Reconnaître un visage dépend souvent du contexte

Qui n’a pas reconnu un visage mais qui n’a pas pu placer un nom?… Ou comment vous connaissez la personne?

Une nouvelle étude britannique fournit une explication partielle alors que les chercheurs découvrent que le cerveau a des processus particuliers qui sont utilisés pour apprendre et reconnaître les visages.

Comme discuté dans le journal Communications de la nature, les chercheurs ont réalisé une expérience dans laquelle les participants à l'étude ont vu des visages de personnes qu'ils n'avaient jamais vues auparavant, allongés à l'intérieur d'un scanner IRM.

On a montré aux sujets de recherche certains de ces visages de nombreuses fois sous des angles différents et on leur a ensuite demandé d'indiquer s'ils avaient déjà vu cette personne ou non.

Alors que les participants étaient relativement bons pour reconnaître les visages une fois qu'ils les avaient vus plusieurs fois, les scientifiques ont constaté que les décisions des gens quant à savoir si elles reconnaissaient quelqu'un dépendaient également du contexte dans lequel ils rencontraient le visage.
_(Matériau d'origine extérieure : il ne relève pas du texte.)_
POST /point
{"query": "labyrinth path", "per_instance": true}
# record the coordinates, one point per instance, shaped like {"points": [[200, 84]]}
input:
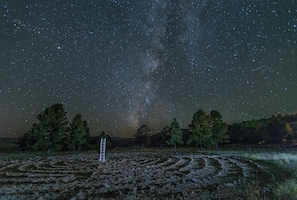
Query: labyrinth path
{"points": [[133, 176]]}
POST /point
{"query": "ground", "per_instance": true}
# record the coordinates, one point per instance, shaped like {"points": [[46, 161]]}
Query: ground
{"points": [[135, 175]]}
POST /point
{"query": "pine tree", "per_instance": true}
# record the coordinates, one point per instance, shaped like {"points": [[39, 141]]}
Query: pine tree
{"points": [[200, 130], [219, 128], [54, 123], [78, 134], [175, 133], [142, 136]]}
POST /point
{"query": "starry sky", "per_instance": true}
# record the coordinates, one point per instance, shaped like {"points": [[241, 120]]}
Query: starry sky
{"points": [[125, 63]]}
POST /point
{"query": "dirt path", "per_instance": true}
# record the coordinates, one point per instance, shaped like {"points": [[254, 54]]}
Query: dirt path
{"points": [[134, 176]]}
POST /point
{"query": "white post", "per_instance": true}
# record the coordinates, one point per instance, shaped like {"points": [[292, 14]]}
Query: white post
{"points": [[102, 149]]}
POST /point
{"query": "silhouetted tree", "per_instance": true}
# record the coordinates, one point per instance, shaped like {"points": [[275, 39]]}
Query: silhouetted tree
{"points": [[159, 139], [78, 135], [142, 136], [175, 133], [200, 130], [54, 123], [219, 128]]}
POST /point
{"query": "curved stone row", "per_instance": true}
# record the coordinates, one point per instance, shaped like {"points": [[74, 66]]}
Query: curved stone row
{"points": [[131, 175]]}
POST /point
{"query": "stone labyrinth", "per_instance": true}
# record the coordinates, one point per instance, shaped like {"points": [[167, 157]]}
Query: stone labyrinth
{"points": [[133, 176]]}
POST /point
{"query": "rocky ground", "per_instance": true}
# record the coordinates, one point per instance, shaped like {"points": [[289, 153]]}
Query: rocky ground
{"points": [[134, 176]]}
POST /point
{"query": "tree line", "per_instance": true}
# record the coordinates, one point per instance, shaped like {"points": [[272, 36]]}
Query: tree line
{"points": [[203, 131], [54, 132]]}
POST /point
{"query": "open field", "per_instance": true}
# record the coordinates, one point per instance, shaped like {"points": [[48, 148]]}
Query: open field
{"points": [[138, 175]]}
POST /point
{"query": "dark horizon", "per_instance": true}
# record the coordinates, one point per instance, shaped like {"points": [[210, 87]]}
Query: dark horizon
{"points": [[121, 64]]}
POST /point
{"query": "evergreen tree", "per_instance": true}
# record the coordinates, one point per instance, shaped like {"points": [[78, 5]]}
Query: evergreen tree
{"points": [[175, 133], [78, 134], [142, 136], [159, 139], [88, 136], [54, 126], [219, 128], [200, 130]]}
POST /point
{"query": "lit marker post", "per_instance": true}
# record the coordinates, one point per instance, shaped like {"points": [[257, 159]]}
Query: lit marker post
{"points": [[102, 150]]}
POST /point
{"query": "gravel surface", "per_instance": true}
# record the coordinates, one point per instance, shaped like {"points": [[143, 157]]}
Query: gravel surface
{"points": [[134, 176]]}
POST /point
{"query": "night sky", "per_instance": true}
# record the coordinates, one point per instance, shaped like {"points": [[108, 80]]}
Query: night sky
{"points": [[125, 63]]}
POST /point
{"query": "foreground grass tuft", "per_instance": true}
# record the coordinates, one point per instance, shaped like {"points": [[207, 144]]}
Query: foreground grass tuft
{"points": [[287, 190]]}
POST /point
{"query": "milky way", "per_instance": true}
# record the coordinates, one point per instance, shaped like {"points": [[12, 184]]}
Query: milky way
{"points": [[122, 64]]}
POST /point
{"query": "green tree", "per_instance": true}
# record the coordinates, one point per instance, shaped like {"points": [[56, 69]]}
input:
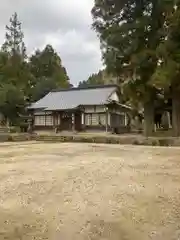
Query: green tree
{"points": [[14, 44], [130, 33], [14, 71], [168, 70]]}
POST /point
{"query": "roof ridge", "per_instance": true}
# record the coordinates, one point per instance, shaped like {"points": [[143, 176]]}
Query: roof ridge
{"points": [[85, 87]]}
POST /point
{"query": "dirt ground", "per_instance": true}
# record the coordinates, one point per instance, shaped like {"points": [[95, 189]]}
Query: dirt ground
{"points": [[85, 191]]}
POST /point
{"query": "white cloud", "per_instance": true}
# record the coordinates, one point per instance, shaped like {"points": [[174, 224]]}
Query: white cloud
{"points": [[66, 24]]}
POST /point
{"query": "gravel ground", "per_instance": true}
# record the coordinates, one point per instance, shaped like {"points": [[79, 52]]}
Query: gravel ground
{"points": [[85, 191]]}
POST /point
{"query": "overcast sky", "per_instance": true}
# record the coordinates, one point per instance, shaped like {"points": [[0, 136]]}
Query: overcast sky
{"points": [[66, 24]]}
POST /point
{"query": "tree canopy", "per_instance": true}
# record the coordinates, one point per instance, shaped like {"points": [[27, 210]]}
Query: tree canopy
{"points": [[130, 33]]}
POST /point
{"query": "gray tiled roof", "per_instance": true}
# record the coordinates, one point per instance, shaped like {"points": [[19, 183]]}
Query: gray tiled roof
{"points": [[72, 98]]}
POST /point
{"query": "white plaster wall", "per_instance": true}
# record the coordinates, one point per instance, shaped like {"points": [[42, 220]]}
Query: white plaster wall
{"points": [[114, 97]]}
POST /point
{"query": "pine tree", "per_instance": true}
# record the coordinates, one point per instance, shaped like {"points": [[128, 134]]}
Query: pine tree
{"points": [[167, 74], [130, 33], [14, 44]]}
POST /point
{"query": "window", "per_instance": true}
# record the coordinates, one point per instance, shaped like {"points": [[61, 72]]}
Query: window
{"points": [[88, 119], [49, 120], [95, 119], [39, 121], [102, 119]]}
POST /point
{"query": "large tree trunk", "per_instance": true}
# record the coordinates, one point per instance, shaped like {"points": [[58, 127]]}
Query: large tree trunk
{"points": [[176, 112], [148, 118]]}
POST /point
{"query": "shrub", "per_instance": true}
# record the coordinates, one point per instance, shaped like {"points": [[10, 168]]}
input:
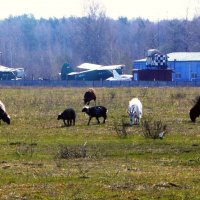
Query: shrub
{"points": [[67, 152], [121, 128], [154, 129]]}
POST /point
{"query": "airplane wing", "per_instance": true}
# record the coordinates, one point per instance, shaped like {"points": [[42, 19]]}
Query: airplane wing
{"points": [[112, 67], [89, 66], [6, 69], [116, 75]]}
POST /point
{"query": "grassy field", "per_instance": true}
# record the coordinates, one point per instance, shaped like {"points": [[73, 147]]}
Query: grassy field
{"points": [[42, 159]]}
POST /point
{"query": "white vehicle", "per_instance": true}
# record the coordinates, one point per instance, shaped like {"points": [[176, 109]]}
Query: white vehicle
{"points": [[118, 77]]}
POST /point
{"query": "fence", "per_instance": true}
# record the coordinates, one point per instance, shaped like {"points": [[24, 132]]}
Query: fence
{"points": [[59, 83]]}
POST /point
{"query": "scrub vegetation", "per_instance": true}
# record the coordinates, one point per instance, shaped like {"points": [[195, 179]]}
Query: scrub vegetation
{"points": [[40, 158]]}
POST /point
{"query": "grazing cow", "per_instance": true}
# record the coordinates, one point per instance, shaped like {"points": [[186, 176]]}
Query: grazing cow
{"points": [[195, 110], [135, 111], [3, 115], [96, 111], [89, 95], [68, 115]]}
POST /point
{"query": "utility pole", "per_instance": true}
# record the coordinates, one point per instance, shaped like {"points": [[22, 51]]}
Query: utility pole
{"points": [[0, 58]]}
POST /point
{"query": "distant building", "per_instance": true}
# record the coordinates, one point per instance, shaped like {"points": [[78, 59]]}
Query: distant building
{"points": [[8, 73], [153, 68], [184, 65]]}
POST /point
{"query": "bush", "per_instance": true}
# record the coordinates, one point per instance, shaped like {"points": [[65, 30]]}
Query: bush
{"points": [[67, 152], [154, 129], [121, 128]]}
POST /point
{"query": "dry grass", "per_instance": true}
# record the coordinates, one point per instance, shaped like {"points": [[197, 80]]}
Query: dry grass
{"points": [[113, 167]]}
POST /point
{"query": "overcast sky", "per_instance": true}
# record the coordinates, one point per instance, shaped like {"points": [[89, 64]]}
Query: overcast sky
{"points": [[153, 10]]}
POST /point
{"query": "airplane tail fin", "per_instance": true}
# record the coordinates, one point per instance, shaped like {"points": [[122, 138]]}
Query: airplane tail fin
{"points": [[116, 75]]}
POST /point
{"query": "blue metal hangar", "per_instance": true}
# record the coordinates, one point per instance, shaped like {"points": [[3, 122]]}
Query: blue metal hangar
{"points": [[185, 66]]}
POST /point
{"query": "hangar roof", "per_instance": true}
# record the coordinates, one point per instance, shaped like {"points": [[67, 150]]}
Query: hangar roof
{"points": [[180, 56], [184, 56]]}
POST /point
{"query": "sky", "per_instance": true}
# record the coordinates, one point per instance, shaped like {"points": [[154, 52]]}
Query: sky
{"points": [[154, 10]]}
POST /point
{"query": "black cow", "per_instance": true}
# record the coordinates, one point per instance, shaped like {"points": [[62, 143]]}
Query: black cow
{"points": [[96, 111], [68, 115], [89, 95], [3, 115], [195, 110]]}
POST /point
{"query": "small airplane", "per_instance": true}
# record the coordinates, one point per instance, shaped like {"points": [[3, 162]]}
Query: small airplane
{"points": [[11, 73], [100, 72]]}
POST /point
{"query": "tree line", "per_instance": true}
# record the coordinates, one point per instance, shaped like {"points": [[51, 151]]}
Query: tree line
{"points": [[42, 46]]}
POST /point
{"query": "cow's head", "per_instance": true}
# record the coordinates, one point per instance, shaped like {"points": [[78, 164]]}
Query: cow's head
{"points": [[6, 118]]}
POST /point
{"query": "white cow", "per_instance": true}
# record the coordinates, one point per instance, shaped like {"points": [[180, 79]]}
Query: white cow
{"points": [[135, 111]]}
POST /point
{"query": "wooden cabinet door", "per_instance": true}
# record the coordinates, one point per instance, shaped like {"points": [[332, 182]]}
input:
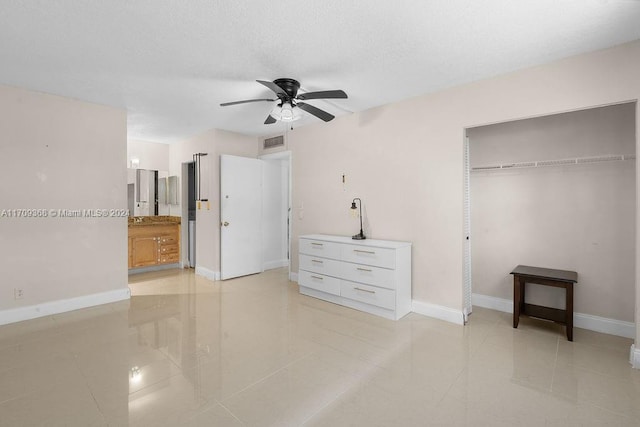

Autrement dit, si les participants avaient récemment vu beaucoup de visages inconnus, ils étaient plus susceptibles de dire que le visage qu'ils regardaient n'était pas familier, même s'ils avaient vu le visage plusieurs fois auparavant et avaient précédemment signalé qu'ils avaient reconnu le visage.

Les chercheurs ont découvert que l’activité dans deux zones du cerveau correspondait à la façon dont le modèle mathématique prédisait les performances des personnes.

«Notre étude a caractérisé certains des processus mathématiques qui se produisent dans notre cerveau pendant que nous le faisons», a déclaré l'auteur principal Matthew Apps, Ph.D.

«Une zone du cerveau, appelée zone du visage fusiforme, semble être impliquée dans l'apprentissage de nouvelles informations sur les visages et l'augmentation de leur familiarité.

«Un autre domaine, appelé le sulcus temporal supérieur, nous avons constaté qu'il avait un rôle important à jouer dans notre rapport pour savoir si nous reconnaissons le visage de quelqu'un, que nous les connaissions réellement ou non.

«Bien que cela semble plutôt contre-intuitif, cela peut être un mécanisme important pour simplifier toutes les informations que nous devons traiter sur les visages.»

Le co-auteur, le professeur Manos Tsakiris, Ph.D., a déclaré: «La reconnaissance faciale est une compétence sociale fondamentale, mais nous montrons à quel point ce processus peut être sujet aux erreurs. Pour reconnaître quelqu'un, on se familiarise avec son visage, en apprenant un peu plus à quoi il ressemble.

«En même temps, nous voyons souvent des gens dans des contextes différents. Les biais de reconnaissance que nous avons mesurés pourraient nous donner un avantage dans l'intégration d'informations sur l'identité et le contexte social, deux éléments clés de notre monde social.